= Akiva Yosef Schlesinger =

Akiva Yosef Schlesinger (1838–1922) (עקיבא יוסף שלזינגר) was a noted Orthodox Jewish rabbi who served as the rabbinical leader of what was then Pressburg, Hungary, but what is now Bratislava, Slovakia.

==Early years==
Schlesinger was born in Hungary but emigrated to Israel.

==Scholarship==
Schlesinger was a disciple of Rabbi Samuel Benjamin Sofer (the Ktav Sofer) and Moshe Schick (the Maharam Schick).

He was the author of the Lev haivri, a commentary on the last will and testament of Rabbi Moses Sofer (the Chatam Sofer), a previous head rabbi of Pressburg and the father of one of his main teachers.

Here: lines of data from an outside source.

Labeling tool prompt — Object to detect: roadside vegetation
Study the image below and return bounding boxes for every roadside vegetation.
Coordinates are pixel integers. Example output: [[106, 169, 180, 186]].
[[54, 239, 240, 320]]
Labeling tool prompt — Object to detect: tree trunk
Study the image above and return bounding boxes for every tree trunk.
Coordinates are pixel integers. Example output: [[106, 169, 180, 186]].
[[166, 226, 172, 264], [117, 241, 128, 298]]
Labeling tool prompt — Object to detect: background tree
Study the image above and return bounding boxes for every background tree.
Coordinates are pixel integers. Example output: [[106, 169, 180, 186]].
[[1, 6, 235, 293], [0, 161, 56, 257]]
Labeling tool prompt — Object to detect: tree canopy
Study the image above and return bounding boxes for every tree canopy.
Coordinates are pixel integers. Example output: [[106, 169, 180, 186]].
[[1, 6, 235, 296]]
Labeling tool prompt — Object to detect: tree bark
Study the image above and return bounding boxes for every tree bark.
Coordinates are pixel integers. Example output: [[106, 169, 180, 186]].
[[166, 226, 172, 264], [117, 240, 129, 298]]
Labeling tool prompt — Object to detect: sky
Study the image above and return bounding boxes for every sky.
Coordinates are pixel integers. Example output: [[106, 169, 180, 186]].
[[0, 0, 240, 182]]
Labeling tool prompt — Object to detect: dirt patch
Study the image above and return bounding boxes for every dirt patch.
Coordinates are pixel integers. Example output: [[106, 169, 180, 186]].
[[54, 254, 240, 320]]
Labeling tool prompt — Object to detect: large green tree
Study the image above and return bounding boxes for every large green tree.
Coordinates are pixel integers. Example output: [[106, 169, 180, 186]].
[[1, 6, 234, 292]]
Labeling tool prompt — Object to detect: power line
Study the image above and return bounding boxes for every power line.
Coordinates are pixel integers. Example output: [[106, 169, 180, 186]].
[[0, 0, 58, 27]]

Additionally, he is known for his unsuccessful attempt to reinstate the blowing of the shofar when Rosh Hashana falls on Shabbat, which had been banned since the times of the Talmud under the edict known as gezeirah d'Rabbah, named after Rabbah bar Nahmani, a noted amora of the late 3rd-early 4th centuries.

==Controversy==
At times, he made very controversial statements regarding such things as the political nature of the early kollel systems of dispensing funds to poor Jews living in Eretz Israel (not to be confused with the more contemporary use of the term kollel, which refers to post-graduate institutions of talmudic study). Because of this, there was a time when his written works were put under a cherem (ban).